I have studied the method that shows $\dfrac14$ belongs to the standard Cantor set, proving that it has only $0$ and $2$ as digits in its ternary expansion.

But how can I do this in some other way?

Answer 1

We use mathematical induction to show that $\frac{1}{4}$ and $\frac{3}{4}$ are in $C_n$ for every $n\in \mathbb{N}\cup \{0\}$.

Clearly, $\frac{1}{4}$ and $\frac{3}{4}$ are in $[0,1]=C_0$.

Suppose $\frac{1}{4}$ and $\frac{3}{4}$ are in $C_n$. We observe the structure of $[0,\frac{1}{3}]$ after $n+1$ cuts is similar to $[0,1]$ after $n$ cuts. Hence if $x \in C_n$, then $\frac{x}{3} \in C_{n+1}$. Since by assumption, $\frac{3}{4} \in C_n$, we have $\frac{1}{4} \in C_{n+1}$. Moreover, since the cut is symmetrical on $[0,1]$, we know that $\frac{3}{4} \in C_{n+1}$.

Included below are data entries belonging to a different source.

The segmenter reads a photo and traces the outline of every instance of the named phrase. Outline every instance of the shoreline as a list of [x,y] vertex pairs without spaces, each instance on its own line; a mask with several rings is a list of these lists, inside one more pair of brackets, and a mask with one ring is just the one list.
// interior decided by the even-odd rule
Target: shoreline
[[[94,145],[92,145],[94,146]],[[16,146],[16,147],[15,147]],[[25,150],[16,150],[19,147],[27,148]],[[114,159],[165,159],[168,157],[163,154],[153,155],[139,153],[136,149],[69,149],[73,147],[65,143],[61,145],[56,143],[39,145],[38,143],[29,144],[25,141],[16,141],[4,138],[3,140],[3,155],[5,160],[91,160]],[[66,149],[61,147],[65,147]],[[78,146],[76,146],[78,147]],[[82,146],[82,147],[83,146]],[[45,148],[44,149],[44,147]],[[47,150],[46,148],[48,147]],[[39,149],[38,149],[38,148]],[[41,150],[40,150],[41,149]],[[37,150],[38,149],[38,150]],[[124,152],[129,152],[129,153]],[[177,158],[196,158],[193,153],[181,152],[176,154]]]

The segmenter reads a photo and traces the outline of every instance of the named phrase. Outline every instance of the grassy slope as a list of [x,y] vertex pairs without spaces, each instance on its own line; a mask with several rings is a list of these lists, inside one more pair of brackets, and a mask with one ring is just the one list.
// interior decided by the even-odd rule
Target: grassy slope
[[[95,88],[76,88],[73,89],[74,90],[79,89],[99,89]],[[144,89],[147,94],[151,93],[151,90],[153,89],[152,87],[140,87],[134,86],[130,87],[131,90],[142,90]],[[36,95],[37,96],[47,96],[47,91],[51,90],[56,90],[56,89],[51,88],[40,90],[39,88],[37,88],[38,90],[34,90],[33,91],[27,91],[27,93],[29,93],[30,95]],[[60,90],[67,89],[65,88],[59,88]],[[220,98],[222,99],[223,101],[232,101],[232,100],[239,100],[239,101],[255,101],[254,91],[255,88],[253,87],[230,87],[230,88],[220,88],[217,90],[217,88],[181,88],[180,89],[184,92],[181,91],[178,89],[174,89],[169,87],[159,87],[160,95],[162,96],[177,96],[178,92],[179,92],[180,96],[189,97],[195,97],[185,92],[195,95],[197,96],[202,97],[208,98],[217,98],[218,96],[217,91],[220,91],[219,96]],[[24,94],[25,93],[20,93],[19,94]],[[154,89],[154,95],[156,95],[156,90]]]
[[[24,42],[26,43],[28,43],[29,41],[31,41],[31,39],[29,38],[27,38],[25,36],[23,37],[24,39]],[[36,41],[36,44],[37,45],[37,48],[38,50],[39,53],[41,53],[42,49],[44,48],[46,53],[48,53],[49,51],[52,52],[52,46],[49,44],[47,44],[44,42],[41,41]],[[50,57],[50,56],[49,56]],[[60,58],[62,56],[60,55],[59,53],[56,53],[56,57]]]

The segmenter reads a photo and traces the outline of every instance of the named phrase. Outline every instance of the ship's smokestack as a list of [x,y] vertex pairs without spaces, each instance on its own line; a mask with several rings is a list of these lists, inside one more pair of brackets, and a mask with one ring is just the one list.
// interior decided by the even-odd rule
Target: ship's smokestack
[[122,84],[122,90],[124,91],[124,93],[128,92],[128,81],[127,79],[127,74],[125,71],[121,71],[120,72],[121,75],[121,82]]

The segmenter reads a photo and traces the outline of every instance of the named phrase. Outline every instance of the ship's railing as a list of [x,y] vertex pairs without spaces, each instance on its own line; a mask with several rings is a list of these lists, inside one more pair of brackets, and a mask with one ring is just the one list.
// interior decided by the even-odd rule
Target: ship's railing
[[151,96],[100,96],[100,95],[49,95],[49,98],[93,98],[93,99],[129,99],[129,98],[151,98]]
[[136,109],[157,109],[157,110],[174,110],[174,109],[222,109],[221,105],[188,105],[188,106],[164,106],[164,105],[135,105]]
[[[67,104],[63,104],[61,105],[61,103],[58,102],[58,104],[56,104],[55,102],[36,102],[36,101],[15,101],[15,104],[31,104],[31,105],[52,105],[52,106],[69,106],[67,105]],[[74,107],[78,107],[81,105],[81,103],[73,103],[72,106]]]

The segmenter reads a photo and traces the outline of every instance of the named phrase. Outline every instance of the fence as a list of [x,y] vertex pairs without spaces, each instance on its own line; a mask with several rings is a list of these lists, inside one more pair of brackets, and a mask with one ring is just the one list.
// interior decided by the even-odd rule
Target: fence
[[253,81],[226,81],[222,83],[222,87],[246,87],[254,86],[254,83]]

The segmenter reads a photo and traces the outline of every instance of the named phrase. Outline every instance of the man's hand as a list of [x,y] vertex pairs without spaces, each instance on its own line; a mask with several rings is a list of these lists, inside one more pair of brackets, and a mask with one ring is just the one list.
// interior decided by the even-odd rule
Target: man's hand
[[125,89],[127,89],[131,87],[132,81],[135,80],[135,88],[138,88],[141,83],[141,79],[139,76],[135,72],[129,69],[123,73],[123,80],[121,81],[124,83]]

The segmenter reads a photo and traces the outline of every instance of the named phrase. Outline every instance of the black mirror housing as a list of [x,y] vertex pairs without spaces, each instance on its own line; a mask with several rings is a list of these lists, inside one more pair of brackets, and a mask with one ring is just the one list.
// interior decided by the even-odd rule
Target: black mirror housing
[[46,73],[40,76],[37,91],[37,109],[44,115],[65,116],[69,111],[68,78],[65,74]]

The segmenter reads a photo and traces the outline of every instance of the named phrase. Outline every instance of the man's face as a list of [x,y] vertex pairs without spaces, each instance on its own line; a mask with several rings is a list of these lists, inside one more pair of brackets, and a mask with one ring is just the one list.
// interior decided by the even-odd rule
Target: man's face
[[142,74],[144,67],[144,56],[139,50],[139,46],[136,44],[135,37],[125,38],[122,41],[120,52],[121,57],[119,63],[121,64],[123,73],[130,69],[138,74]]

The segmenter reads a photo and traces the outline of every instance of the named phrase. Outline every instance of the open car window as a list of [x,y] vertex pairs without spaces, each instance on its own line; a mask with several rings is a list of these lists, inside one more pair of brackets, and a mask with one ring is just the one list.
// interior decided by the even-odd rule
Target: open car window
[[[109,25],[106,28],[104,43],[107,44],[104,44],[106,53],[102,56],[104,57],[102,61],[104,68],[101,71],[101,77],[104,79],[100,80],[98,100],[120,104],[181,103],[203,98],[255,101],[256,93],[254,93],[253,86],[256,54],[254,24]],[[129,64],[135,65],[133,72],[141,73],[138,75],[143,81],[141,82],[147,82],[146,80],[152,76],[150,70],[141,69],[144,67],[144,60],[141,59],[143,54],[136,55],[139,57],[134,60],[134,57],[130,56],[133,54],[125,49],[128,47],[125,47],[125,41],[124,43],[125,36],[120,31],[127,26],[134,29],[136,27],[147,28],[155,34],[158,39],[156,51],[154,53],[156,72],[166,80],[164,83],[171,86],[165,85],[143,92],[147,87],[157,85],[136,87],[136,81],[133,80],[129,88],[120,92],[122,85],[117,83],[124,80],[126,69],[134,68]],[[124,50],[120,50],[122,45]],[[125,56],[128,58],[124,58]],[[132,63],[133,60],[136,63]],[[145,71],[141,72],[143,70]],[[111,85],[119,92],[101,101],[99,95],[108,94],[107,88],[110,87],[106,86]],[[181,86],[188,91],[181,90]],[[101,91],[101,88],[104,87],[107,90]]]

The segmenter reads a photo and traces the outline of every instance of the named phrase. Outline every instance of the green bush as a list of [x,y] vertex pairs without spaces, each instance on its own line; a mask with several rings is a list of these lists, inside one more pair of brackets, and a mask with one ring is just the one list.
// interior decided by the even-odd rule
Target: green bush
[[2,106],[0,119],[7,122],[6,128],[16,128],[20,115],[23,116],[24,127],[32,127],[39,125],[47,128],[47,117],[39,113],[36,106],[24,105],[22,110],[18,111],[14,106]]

By induction, $\frac{1}{4}$ and $\frac{3}{4}$ are in $C_n$ for every $n\in \mathbb{N}$, hence $\frac{1}{4}$ and $\frac{3}{4}$ are in $C$.

Answer 2

This does not answer the question but since I cannot comment, I am writing this here just in case this view helps someone. Here's an easy way to see what the ternary expansion of the cantor set means (and also the Cantor function):

The cantor set is formed iteratively by dividing each interval of the previous iteration into three parts and keeping only the first and third part. The ternary representation of a point is therefore the address of the point. A $0$ in the $k^{th}$ position means at the $k^{th}$ iteration the point falls in the first (left most) division and a $2$ means it falls in the third(right most) division. And a $1$ means it falls on the boundary of the first part. The moment a $1$ is followed by any other number in the expansion then at that iteration the point has fallen in the middle third interval and is no longer a part of the Cantor set.